For the function \(f(x) = \log(3x + 1)\), the vertical asymptote happens where the inside of the logarithm, \(3x + 1\), equals zero. Solving \(3x + 1 = 0\) shows us this critical point, where \(x = -\frac{1}{3}\). Therefore, the vertical asymptote of this function is located at \(x = -\frac{1}{3}\). This means as \(x\) approaches \(-\frac{1}{3}\) from the right, the function value \(f(x)\) goes towards negative infinity, and we never actually cross this line on the graph.

• Vertical asymptote is defined by setting the inside of the logarithm to zero.
• For \(f(x) = \log(3x + 1)\), solve \(3x + 1 = 0\) to get the asymptote.
• Vertical asymptotes represent limitations in the domain of functions.

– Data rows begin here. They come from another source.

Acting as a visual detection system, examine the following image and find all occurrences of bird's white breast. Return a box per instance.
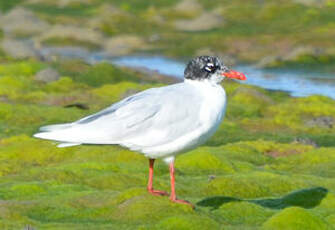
[140,80,227,159]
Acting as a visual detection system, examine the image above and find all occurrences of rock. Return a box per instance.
[103,35,147,56]
[35,68,60,83]
[174,0,203,15]
[174,11,223,32]
[36,25,105,48]
[305,116,334,129]
[262,207,329,230]
[1,39,40,59]
[0,7,50,36]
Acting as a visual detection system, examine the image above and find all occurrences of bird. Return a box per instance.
[34,56,246,207]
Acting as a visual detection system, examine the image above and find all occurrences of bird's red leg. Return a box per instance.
[169,161,194,208]
[147,159,169,196]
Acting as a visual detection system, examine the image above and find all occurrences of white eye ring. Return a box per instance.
[205,66,212,71]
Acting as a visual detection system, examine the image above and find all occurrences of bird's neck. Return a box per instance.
[184,78,223,88]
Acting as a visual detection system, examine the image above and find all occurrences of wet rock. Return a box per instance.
[37,25,105,48]
[305,116,334,129]
[1,39,40,59]
[174,11,223,32]
[35,68,60,83]
[103,35,147,56]
[0,7,50,36]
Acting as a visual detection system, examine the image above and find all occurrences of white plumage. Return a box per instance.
[34,79,226,162]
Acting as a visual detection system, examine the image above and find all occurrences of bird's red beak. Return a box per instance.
[222,70,247,80]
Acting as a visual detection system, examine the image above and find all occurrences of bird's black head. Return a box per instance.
[184,56,247,83]
[184,56,226,81]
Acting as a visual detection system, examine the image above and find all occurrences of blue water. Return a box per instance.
[41,47,335,99]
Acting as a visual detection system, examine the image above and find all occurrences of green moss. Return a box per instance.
[0,103,86,137]
[154,215,219,230]
[214,201,275,225]
[91,82,154,103]
[45,77,88,93]
[227,86,273,119]
[68,63,141,87]
[204,171,309,198]
[0,76,25,99]
[84,173,146,191]
[0,0,24,12]
[0,135,75,176]
[0,61,45,77]
[269,147,335,177]
[262,207,331,230]
[176,147,235,174]
[266,96,335,130]
[111,194,193,223]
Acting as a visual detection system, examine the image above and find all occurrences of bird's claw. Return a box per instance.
[148,189,169,196]
[170,197,195,209]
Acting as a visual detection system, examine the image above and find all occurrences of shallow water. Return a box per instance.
[41,47,335,99]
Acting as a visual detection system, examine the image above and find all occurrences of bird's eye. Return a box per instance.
[204,63,217,73]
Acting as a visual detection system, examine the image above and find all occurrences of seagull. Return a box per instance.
[34,56,246,207]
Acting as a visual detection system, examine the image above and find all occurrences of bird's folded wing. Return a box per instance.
[34,84,202,147]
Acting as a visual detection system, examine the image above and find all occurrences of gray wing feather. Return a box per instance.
[35,83,202,146]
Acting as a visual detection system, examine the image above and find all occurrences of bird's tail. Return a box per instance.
[39,123,73,132]
[34,123,82,148]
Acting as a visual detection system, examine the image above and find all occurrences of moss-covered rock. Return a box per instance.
[154,215,219,230]
[176,147,235,174]
[214,201,275,225]
[262,207,331,230]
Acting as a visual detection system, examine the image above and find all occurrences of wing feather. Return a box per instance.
[34,83,202,147]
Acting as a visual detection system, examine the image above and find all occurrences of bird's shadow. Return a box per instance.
[197,187,328,210]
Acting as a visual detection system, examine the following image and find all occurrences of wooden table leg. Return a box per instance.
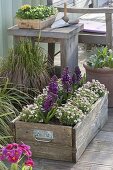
[48,43,55,66]
[48,43,55,75]
[60,35,78,75]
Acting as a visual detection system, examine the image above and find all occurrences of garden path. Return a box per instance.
[33,108,113,170]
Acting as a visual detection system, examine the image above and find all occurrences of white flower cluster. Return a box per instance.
[83,79,107,97]
[21,94,45,123]
[56,103,84,126]
[55,80,107,126]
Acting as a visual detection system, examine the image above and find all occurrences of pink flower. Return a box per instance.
[25,158,34,167]
[7,155,19,163]
[1,144,22,163]
[6,144,13,150]
[0,142,32,163]
[19,143,32,157]
[0,142,34,168]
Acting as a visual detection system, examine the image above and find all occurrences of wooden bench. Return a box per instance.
[57,7,113,48]
[47,0,113,48]
[47,0,93,8]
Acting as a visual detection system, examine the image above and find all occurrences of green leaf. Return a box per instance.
[10,163,18,170]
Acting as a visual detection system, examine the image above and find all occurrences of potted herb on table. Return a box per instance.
[16,4,58,29]
[83,46,113,107]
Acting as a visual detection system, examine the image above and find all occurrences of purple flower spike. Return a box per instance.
[48,75,58,95]
[61,67,72,93]
[43,95,54,112]
[72,73,77,84]
[75,66,82,82]
[72,66,82,84]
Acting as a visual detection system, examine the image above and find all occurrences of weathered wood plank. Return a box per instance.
[60,34,78,75]
[20,140,73,161]
[8,24,83,39]
[15,121,73,146]
[48,42,55,67]
[105,13,113,48]
[79,32,106,45]
[74,93,108,161]
[16,16,56,29]
[15,121,73,161]
[58,7,113,14]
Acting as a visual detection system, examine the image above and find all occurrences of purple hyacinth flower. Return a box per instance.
[72,73,77,84]
[72,66,82,84]
[75,66,82,82]
[61,67,72,93]
[48,75,58,95]
[43,95,54,112]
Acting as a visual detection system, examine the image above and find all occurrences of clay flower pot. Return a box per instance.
[83,63,113,107]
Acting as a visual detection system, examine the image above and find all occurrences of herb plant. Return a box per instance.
[16,5,58,20]
[87,46,113,68]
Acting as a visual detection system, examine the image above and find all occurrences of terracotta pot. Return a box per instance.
[83,63,113,107]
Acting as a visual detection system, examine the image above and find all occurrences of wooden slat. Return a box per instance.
[79,32,106,45]
[60,34,78,74]
[15,121,73,146]
[105,13,113,48]
[58,7,113,14]
[15,121,73,161]
[47,0,74,6]
[74,93,108,161]
[8,24,83,39]
[17,140,73,161]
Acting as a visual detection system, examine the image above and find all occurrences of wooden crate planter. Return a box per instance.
[16,15,56,29]
[12,93,108,162]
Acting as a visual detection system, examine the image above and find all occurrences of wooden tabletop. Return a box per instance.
[8,23,83,39]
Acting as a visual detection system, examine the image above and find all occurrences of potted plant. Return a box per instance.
[12,67,108,162]
[16,4,58,29]
[83,46,113,107]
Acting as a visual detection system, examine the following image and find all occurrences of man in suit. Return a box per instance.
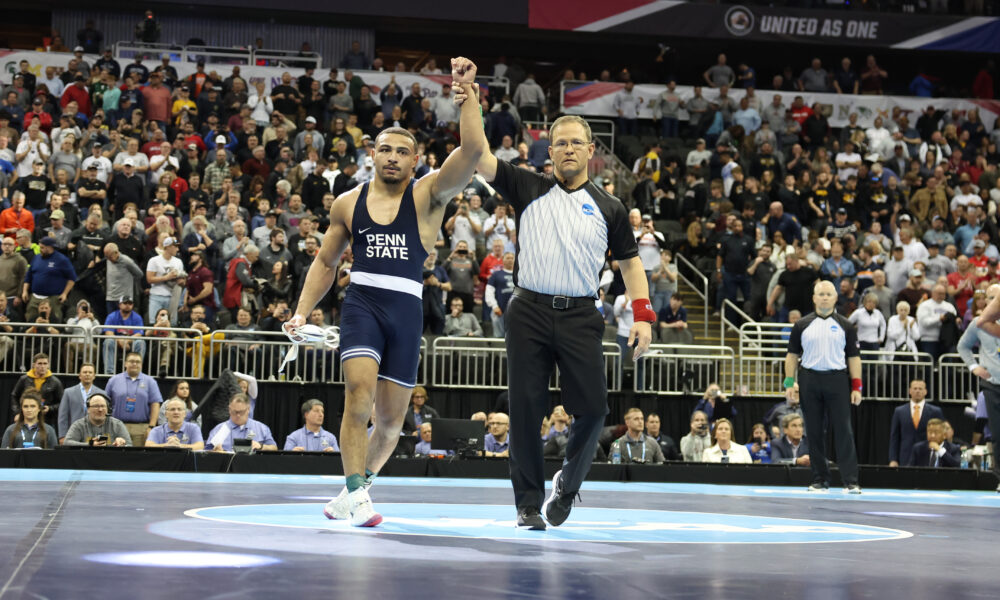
[909,418,961,468]
[402,386,440,435]
[57,363,104,443]
[770,413,811,466]
[889,378,943,467]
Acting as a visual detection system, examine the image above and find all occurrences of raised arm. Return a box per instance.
[425,57,488,202]
[451,83,498,182]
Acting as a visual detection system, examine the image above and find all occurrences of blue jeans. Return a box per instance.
[491,312,506,338]
[660,117,679,139]
[102,337,147,374]
[148,294,174,326]
[652,290,673,315]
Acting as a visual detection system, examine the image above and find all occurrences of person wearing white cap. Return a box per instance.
[112,138,149,173]
[356,155,376,184]
[146,236,186,325]
[294,116,325,156]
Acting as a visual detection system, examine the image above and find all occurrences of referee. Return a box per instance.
[784,280,863,493]
[455,87,653,529]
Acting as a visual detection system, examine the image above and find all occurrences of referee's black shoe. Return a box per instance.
[516,506,546,530]
[542,470,576,527]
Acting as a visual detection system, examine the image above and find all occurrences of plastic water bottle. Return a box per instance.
[611,442,621,465]
[960,452,969,469]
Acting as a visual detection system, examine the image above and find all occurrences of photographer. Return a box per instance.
[745,422,772,464]
[680,410,711,462]
[65,299,99,369]
[62,394,131,447]
[609,408,664,465]
[692,383,737,424]
[443,239,479,314]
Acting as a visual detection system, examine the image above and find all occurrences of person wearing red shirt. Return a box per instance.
[60,75,92,118]
[140,72,172,125]
[789,96,813,126]
[24,98,53,134]
[0,192,35,237]
[479,237,505,283]
[947,255,977,314]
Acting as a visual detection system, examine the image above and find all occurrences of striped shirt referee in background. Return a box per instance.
[454,84,654,530]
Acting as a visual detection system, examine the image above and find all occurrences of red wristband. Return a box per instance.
[851,378,863,393]
[631,298,656,323]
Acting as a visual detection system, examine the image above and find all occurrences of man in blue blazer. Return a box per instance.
[770,413,811,465]
[909,418,961,467]
[889,379,943,467]
[57,363,105,442]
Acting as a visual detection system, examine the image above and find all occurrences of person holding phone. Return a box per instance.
[680,410,712,462]
[62,394,130,447]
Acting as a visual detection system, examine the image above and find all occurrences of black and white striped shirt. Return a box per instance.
[491,160,637,297]
[787,312,860,371]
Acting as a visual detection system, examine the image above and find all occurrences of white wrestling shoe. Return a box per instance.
[324,479,374,520]
[323,486,351,520]
[348,487,383,527]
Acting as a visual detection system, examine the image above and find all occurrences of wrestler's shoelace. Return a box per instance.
[278,324,341,374]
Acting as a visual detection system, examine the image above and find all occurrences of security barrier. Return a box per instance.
[431,337,622,392]
[0,325,984,398]
[634,344,735,395]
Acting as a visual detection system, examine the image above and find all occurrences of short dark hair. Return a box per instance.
[375,127,417,151]
[301,398,324,417]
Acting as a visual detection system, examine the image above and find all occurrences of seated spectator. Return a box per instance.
[701,418,752,463]
[680,410,711,461]
[762,384,804,440]
[284,399,339,452]
[157,380,197,426]
[484,412,510,457]
[145,398,204,450]
[101,296,146,374]
[402,386,439,435]
[745,422,771,464]
[443,296,483,337]
[182,305,225,378]
[769,413,810,466]
[25,299,60,338]
[205,393,277,452]
[62,393,131,447]
[658,294,691,344]
[693,383,736,424]
[10,352,63,417]
[908,418,960,468]
[414,422,451,456]
[542,405,571,441]
[645,412,681,460]
[2,390,57,448]
[610,407,664,464]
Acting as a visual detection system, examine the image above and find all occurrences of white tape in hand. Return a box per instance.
[279,324,340,374]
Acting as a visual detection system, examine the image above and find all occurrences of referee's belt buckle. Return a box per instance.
[551,295,570,310]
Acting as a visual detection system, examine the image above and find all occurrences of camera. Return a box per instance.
[456,249,467,255]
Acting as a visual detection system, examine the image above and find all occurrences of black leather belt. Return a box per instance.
[512,287,595,310]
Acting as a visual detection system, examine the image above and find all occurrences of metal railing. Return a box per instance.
[113,41,322,69]
[720,299,753,348]
[674,253,709,338]
[636,344,734,395]
[430,337,622,392]
[0,324,984,398]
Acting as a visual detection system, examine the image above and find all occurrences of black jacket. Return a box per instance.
[403,405,439,435]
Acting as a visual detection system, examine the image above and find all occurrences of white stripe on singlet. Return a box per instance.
[350,271,423,298]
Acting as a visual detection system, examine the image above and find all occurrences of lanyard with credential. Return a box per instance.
[21,427,38,446]
[625,436,646,462]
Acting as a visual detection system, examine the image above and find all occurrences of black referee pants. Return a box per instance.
[505,295,609,510]
[798,368,859,486]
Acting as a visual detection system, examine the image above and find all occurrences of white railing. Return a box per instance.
[636,344,735,395]
[113,41,322,69]
[674,253,709,338]
[937,353,978,404]
[430,337,621,392]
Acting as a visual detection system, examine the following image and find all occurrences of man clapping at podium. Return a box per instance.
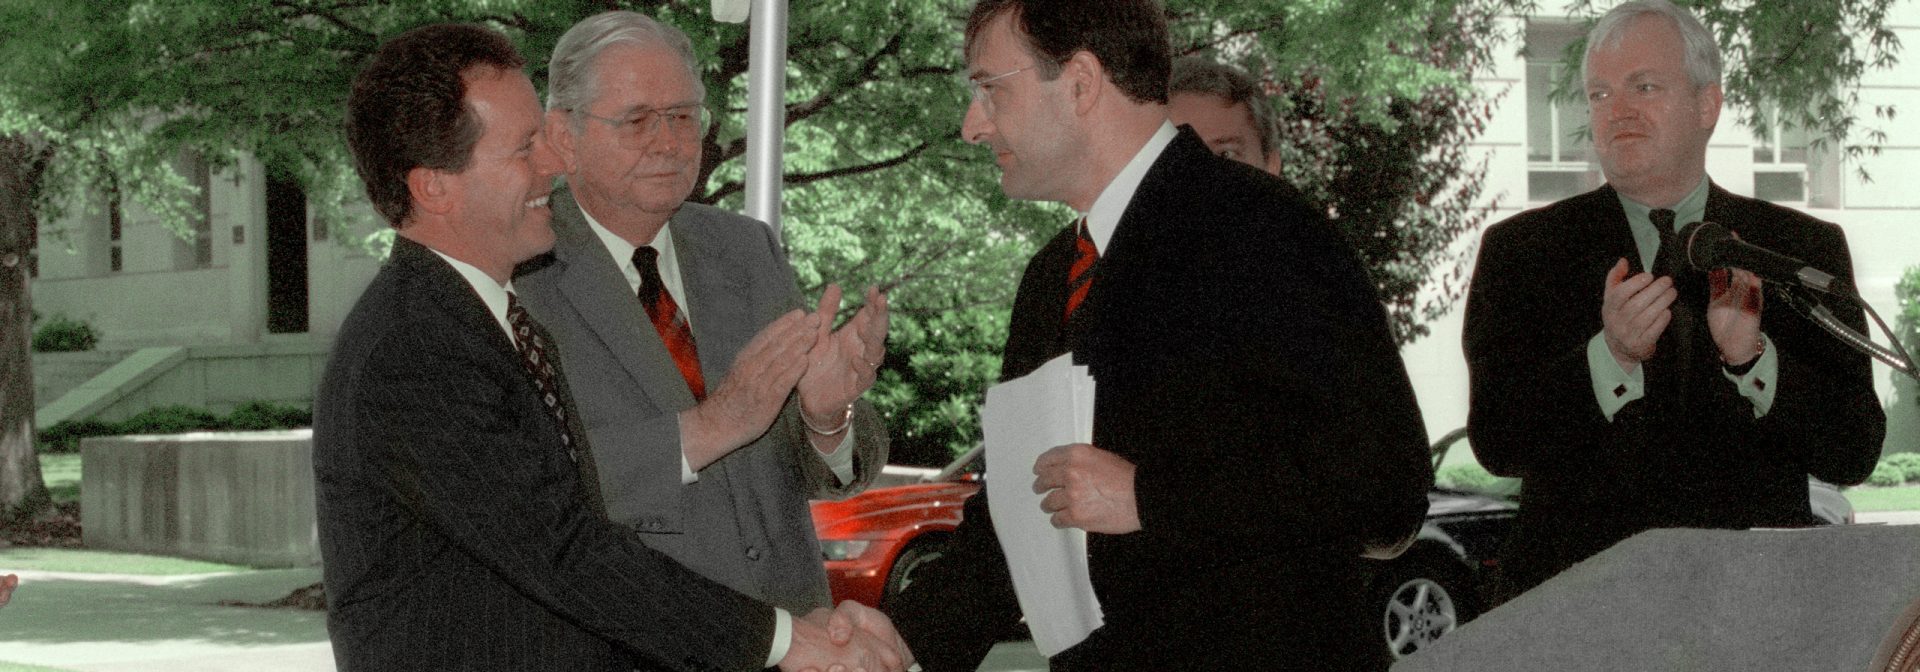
[1463,0,1884,603]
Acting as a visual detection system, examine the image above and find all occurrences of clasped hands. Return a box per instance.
[1600,257,1763,373]
[780,600,915,672]
[682,285,888,467]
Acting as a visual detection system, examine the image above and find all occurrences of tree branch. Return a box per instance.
[699,141,930,204]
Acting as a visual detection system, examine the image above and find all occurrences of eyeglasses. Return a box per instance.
[575,104,711,147]
[964,66,1033,117]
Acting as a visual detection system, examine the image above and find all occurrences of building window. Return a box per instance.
[108,188,123,274]
[191,156,213,267]
[1752,106,1811,205]
[173,152,215,270]
[1525,23,1600,203]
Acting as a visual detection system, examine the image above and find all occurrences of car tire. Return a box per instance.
[1371,552,1478,661]
[880,536,948,608]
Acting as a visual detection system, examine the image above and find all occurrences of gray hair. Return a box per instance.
[1168,56,1277,160]
[1583,0,1722,90]
[546,10,706,120]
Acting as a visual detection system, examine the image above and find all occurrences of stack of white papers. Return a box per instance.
[980,354,1104,656]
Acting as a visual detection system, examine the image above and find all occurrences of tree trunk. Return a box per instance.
[0,134,52,521]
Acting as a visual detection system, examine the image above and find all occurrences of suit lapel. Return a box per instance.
[547,188,701,410]
[672,208,755,383]
[1585,185,1645,276]
[391,237,522,366]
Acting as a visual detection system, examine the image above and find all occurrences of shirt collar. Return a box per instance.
[1082,121,1178,253]
[1615,176,1711,269]
[579,201,681,298]
[1615,175,1710,228]
[427,247,516,341]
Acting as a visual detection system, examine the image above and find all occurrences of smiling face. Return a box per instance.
[958,11,1085,205]
[553,42,704,238]
[445,67,563,275]
[1584,13,1721,206]
[1169,91,1279,176]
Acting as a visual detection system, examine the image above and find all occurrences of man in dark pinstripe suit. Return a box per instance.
[315,23,906,671]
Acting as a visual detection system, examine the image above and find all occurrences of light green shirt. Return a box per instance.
[1587,178,1778,420]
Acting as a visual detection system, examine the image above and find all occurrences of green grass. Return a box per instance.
[1844,485,1920,512]
[0,548,247,575]
[39,454,80,504]
[0,661,80,672]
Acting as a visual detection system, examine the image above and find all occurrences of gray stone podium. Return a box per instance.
[1395,525,1920,672]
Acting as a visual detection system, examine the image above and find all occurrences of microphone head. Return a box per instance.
[1679,220,1732,272]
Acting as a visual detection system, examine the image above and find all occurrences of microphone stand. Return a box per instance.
[1772,283,1920,382]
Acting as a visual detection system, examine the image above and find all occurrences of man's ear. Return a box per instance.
[1698,83,1723,133]
[545,109,579,174]
[1062,50,1105,116]
[407,166,455,217]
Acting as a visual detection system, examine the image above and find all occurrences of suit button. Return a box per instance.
[745,547,763,561]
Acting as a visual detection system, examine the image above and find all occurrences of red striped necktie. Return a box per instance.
[1064,217,1098,324]
[632,247,707,401]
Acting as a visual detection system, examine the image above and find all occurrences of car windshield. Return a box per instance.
[1430,428,1521,498]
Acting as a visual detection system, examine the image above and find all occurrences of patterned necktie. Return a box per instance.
[632,247,706,401]
[505,291,575,456]
[1064,217,1098,324]
[505,292,607,516]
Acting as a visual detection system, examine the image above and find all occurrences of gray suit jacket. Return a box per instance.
[515,187,885,612]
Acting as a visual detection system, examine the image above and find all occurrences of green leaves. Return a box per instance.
[0,0,1903,462]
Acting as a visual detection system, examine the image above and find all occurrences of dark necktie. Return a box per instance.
[506,291,575,456]
[1064,217,1098,324]
[1650,208,1696,412]
[633,247,706,401]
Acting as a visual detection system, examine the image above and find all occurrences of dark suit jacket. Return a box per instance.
[1463,183,1885,599]
[513,189,884,613]
[888,129,1433,671]
[314,236,777,671]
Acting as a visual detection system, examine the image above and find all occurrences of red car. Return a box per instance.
[809,449,981,609]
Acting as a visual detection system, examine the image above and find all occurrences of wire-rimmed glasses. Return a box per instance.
[575,104,711,148]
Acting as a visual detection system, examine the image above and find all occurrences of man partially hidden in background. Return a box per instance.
[1167,56,1282,176]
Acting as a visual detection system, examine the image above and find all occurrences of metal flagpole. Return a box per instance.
[713,0,790,240]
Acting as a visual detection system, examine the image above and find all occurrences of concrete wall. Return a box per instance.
[82,431,319,568]
[127,341,329,419]
[34,341,328,430]
[31,350,125,409]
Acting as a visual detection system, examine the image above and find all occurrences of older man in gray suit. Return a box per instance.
[514,9,891,621]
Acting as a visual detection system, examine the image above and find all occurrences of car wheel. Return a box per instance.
[1372,555,1476,660]
[880,537,947,607]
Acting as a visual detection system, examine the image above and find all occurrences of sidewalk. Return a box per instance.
[1857,509,1920,526]
[0,567,334,672]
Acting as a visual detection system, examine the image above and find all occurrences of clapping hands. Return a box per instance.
[797,285,890,429]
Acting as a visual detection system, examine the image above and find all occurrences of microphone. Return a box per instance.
[1678,221,1841,294]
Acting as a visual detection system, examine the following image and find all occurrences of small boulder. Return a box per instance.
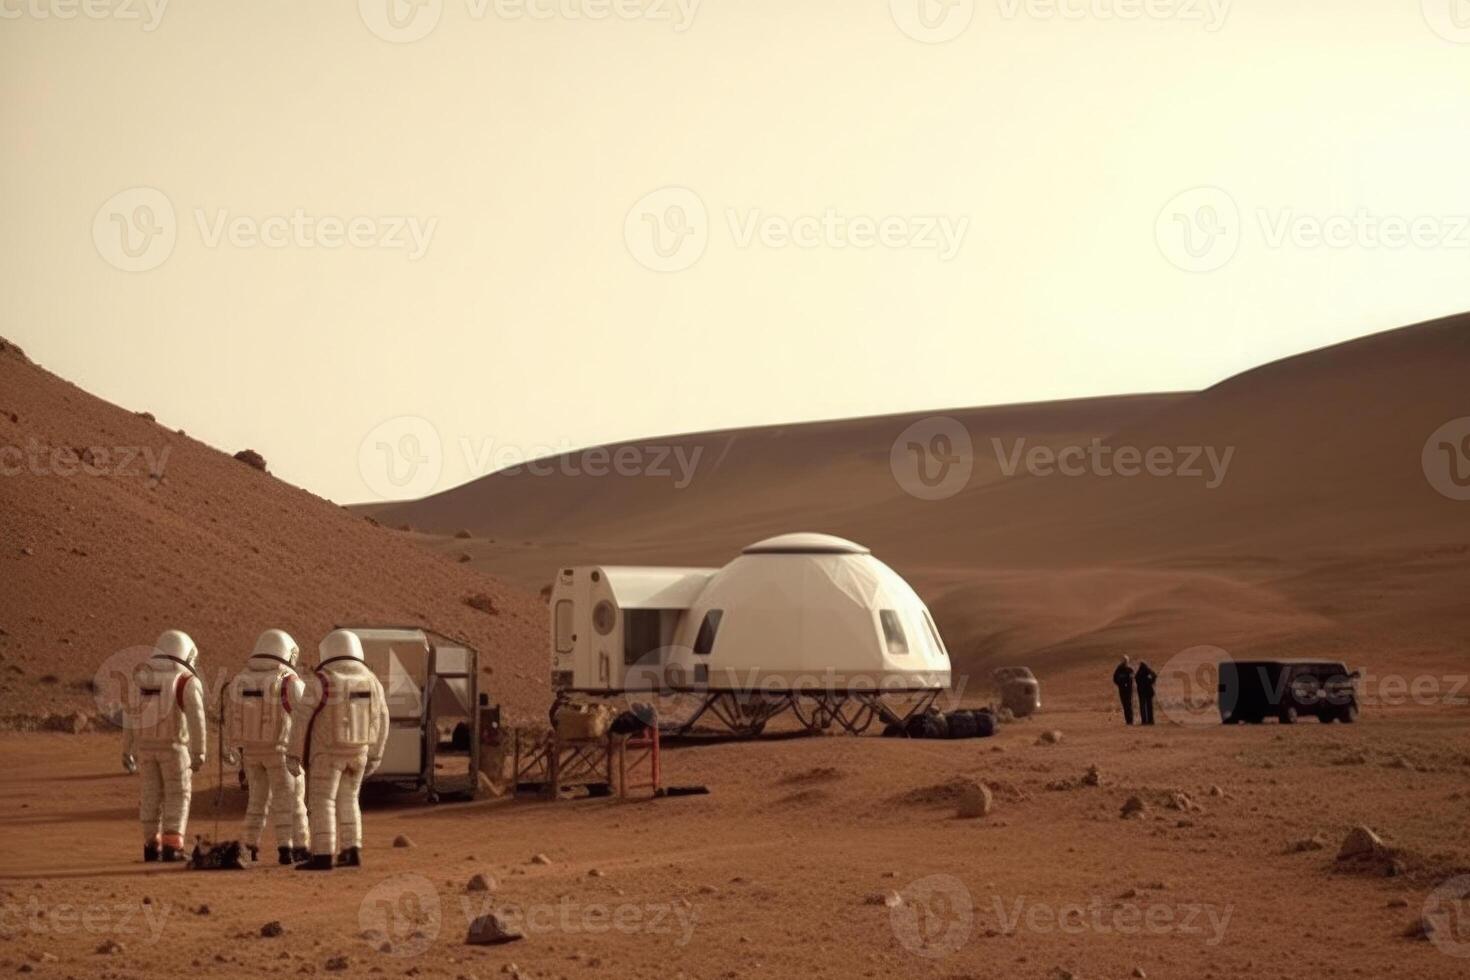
[956,781,994,819]
[1336,825,1387,861]
[325,955,350,971]
[465,913,524,946]
[232,449,268,472]
[529,853,552,865]
[1082,765,1102,787]
[392,834,415,848]
[261,920,285,938]
[465,593,498,615]
[96,939,124,955]
[1037,730,1062,745]
[455,529,474,539]
[466,873,494,892]
[1121,796,1147,820]
[863,891,903,908]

The domain of a function is the set of all possible input values (\(x\)) that will produce valid output values (\(f(x)\)). For a logarithmic function like \(f(x)=\log(3x+1)\), we need to ensure that the expression inside the logarithm is positive.
The argument \(3x + 1\) must be greater than zero because the logarithm function is only defined for positive arguments. To find the domain:

• Solve the inequality \(3x + 1 > 0\).
• Subtract 1: \(3x > -1\).
• Divide by 3: \(x > -\frac{1}{3}\).

So, the domain of this function is all \(x\) values greater than \(-\frac{1}{3}\). In interval notation, this is expressed as \((-\frac{1}{3}, \infty)\). This tells us that any \(x\) less than \(-\frac{1}{3}\) is not included in the domain because it would make the argument non-positive, leading to an undefined logarithmic expression.

Solving inequalities is a key skill in determining the domain of logarithmic functions and finding vertical asymptotes. Inequalities help define where certain conditions about a function's argument or output hold true. Let's break down the process using an example from our exercise:
To solve for the domain of \(f(x) = \log(3x + 1)\), we solve \(3x + 1 > 0\) which ensures the inside of the logarithm is positive.
Create a step-by-step solution:

• First, isolate the term with \(x\) on one side: \(3x + 1 > 0\).
• Subtract 1 from both sides to get \(3x > -1\).
• Finally, divide by 3: \(x > -\frac{1}{3}\).

Through these steps, we've shown how inequalities help to determine the set of inputs that a function can accept. In essence, not only do inequalities help in domain determination but also in identifying critical points where asymptotes exist.